Crucially, the system does not just stop at blocking the threat; it creates a dynamic correction loop. The agent is notified of the vulnerability and guided to automatically seek out and install an approved, non-malicious version of the requested package instead.

For large organizations, this integration solves a massive compliance headache. Marder notes that as enterprises adopt autonomous agents, they require absolute visibility.

Organizations need "a system of record, we need somewhere to track what agents that's running by whom and consuming what packages and using what skills and using what MCPs," he told VentureBeat.

Beyond visibility, the JFrog integration provides a foundational "trust layer" and strict governance over what these automated systems are permitted to access.

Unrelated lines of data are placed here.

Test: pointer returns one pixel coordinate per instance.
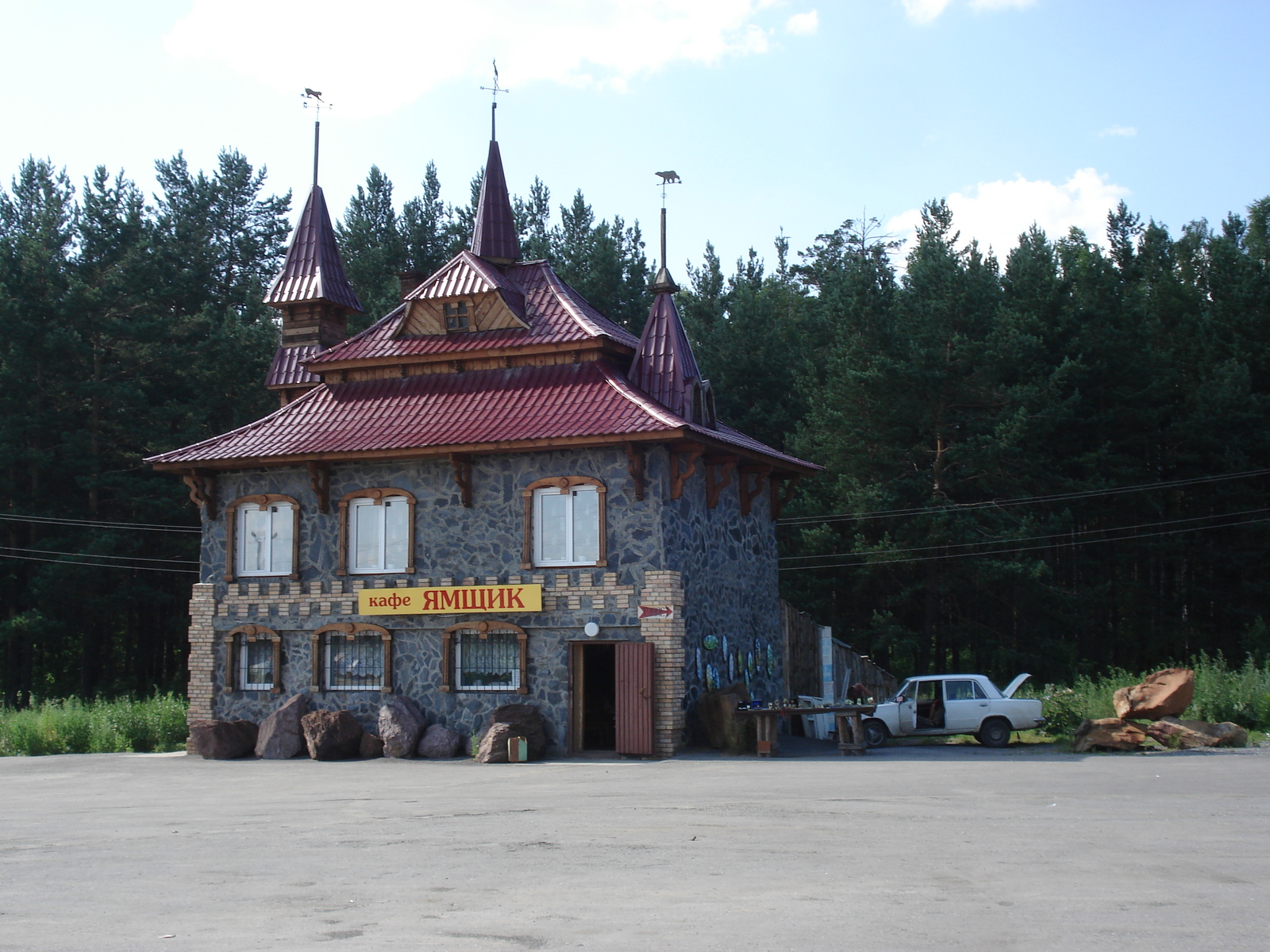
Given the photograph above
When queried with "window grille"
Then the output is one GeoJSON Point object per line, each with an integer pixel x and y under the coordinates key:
{"type": "Point", "coordinates": [492, 663]}
{"type": "Point", "coordinates": [256, 664]}
{"type": "Point", "coordinates": [353, 663]}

Licensing and accessibility

In the realm of software distribution, licensing and access parameters dictate adoption. The NanoCo and JFrog partnership utilizes a dual-track approach to serve both individual open-source developers and highly regulated enterprises.

For the open-source community, the integration is completely free. JFrog is providing open-source NanoClaw users with complimentary access to safe, vetted sources of artifacts, tools, and skills.

This allows individual developers to run autonomous agents locally without drowning in manual approval requests for every single dependency. Furthermore, as community members build and share new "skills" for the agents, these contributions are uploaded to the registry, scanned for malicious code, and cleared before anyone else can use them.

This infrastructure directly neutralizes the threat of poisoned community repositories.

For enterprise deployments, the architecture plugs seamlessly into an organization's existing commercial environment. Rather than using the public open-source registry, corporate users point their NanoClaw agents to their own internal JFrog registries.

This ensures that all agent activity adheres to the company’s specific commercial licenses, internal security policies, visibility needs, and governance standards.

As AI continues to blur the line between human intent and machine execution, the infrastructure securing that execution must evolve. This partnership acknowledges a core reality: you cannot train an AI to perfectly recognize every zero-day vulnerability; instead, you must build an environment where the agent simply cannot reach the vulnerability in the first place.